ことし生誕百年を迎えた橋川文三(1922-83)の著作を、このところじっくり読む、あるいは読み返すなどしている。ちなみにいうと、「文三」の読みは両様あるようだが、「ぶんぞう」ではなく「ぶんそう」が本来ではないかと思われる。この五月に講談社と丸善ジュンク堂との合同企画で復刊された、橋川の『柳田国男―その人間と思想―』(講談社学術文庫)の奥付の著者名の読みが「ぶんぞう」だったので、念のために記しておく。なおこの文庫は、橋川の生前(1977年)に刊行されているが、その初刷りでも「ぶんぞう」となっていた(復刊に際して新たに組み替えられているが、そのままだった)。
わたしが橋川の著作を読みはじめたのは古い話ではなくて、中島岳志編『橋川文三セレクション』(岩波現代文庫2011)がそのきっかけだった。今もおもい出すが、ひどく寒い日の夕刻のことで、或る人がやって来るのを待つ間、京都・四条河原町のブックファースト(現在は閉店)にて、当時出たばかりのこの本を平台に見いだして購ったのである。橋川の名は渡辺京二氏などの著作によって、あるいは『日本の百年』(ちくま学芸文庫2007-08)の編著者の一人として知っていたし、橋川の「乃木伝説の思想」は、レポートを書く必要から読んだことはあった*1ものの、さまで関心はなかったが、中身をぱらぱら見てみると、どうやら「竹内好」「太宰治」「三島由紀夫」などについての人物論やら回想記やらを収めているらしかったので、興味を懐いて買ってきたのだった。
帰宅後、冒頭の「歴史意識の問題」からして引きこまれるように読んだ。文体はあくまで明晰、とは云え正直にいって、此方の力量が不足している所為もあって、一読しただけでは趣意をくみ取りにくい文章もあったが、「西郷隆盛の反動性と革命性」の先見性には驚かされたものだし、「昭和超国家主義の諸相」を読み了えたときには、かつてこんなにすごい思想家がいたのか、とさえおもった。いま改めて考えてみると、「思想家」というよりはむしろ、そこにアカデミズム史学的な手さばきを看取したのかもしれない。そして何より、それまで誰もが忌避してきた人物を学問的な対象とした点こそが、橋川の真骨頂であるように感じた。そういった学問的態度は、政治思想史の方面では、たとえば故松本健一氏、中島岳志氏らがその衣鉢を継いでおり、また社会学の方面では、佐藤卓己『言論統制―情報官・鈴木庫三と教育の国防国家』(中公新書2004)、竹内洋・佐藤卓己編『日本主義的教養の時代―大学批判の古層』(柏書房2006)*2などの研究に継承されていると感じる。
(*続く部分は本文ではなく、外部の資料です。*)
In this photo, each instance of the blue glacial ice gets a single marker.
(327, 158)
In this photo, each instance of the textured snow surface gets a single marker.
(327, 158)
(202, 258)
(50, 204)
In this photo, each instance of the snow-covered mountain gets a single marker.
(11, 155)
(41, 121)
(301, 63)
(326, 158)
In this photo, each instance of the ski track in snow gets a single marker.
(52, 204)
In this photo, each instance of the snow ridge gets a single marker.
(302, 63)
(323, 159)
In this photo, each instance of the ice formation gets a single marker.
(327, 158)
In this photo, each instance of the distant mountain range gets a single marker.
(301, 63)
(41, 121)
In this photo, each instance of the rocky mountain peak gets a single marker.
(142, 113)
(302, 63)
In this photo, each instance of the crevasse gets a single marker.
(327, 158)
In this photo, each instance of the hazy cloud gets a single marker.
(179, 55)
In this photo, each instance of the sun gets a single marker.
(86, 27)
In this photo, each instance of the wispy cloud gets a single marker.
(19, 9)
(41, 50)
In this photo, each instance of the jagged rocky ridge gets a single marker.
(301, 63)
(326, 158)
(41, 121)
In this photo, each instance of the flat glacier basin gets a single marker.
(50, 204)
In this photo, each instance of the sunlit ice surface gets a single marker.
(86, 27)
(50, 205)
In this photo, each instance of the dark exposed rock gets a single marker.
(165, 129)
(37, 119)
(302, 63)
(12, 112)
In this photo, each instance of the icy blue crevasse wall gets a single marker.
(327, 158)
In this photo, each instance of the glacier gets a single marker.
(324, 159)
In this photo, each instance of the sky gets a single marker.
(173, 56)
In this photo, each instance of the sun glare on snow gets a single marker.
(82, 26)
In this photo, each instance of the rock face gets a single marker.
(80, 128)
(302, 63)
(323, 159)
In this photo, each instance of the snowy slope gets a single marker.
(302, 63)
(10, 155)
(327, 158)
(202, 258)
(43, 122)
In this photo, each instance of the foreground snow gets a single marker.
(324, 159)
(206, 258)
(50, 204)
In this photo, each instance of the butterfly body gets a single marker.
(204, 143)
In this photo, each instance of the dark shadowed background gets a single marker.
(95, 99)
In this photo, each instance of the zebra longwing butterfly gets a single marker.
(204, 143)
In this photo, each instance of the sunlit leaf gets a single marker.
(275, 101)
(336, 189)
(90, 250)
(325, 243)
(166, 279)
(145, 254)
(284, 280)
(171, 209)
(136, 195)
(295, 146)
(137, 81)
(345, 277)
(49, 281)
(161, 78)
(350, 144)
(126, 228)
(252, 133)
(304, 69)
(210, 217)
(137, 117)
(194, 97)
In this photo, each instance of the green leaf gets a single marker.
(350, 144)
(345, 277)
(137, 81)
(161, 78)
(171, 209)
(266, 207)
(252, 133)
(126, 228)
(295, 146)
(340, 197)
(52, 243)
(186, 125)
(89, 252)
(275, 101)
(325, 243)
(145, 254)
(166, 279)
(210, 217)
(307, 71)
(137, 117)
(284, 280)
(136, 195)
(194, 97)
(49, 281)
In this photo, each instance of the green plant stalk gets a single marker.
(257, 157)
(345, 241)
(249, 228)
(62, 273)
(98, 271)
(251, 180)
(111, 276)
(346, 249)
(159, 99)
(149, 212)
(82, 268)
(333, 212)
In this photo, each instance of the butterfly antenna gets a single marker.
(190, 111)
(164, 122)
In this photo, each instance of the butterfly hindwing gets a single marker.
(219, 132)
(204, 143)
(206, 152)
こうしたゆくたてがあって、橋川の著作を入手したくなったわけだが、岩波現代文庫に入った橋川の『黄禍物語』(2000年刊)もすでに版元品切れのようだったし(結局、2016年ころに古書肆で購った)、当時新本で入手できたのは『日本浪曼派批判序説』(講談社文芸文庫1998)、『昭和維新試論』(ちくま学芸文庫2007)くらいのものだった。古本でも、未來社の『増補 日本浪曼派批判序説』はよく見つかるものの、その他の著作はなかなか見つけられずにいた*3。全十巻の著作集(増補版)も幾度か見かけたが、おいそれと手が出るような値段ではなかった。ところがその後、『昭和維新試論』(講談社学術文庫2013)、『西郷隆盛紀行』(文春学藝ライブラリー2014)、『ナショナリズム―その神話と論理』(ちくま学芸文庫2015)、『幕末明治人物誌』(中公文庫2017)……と、橋川著の復刊や文庫化が(『幕末明治人物誌』は文庫オリジナル)相次いだのであった。またこの間には、宮嶋繁明氏の『橋川文三 日本浪曼派の精神』(弦書房2014)、『橋川文三 野戦攻城の思想』(弦書房2020)という決定的な評伝も刊行された*4。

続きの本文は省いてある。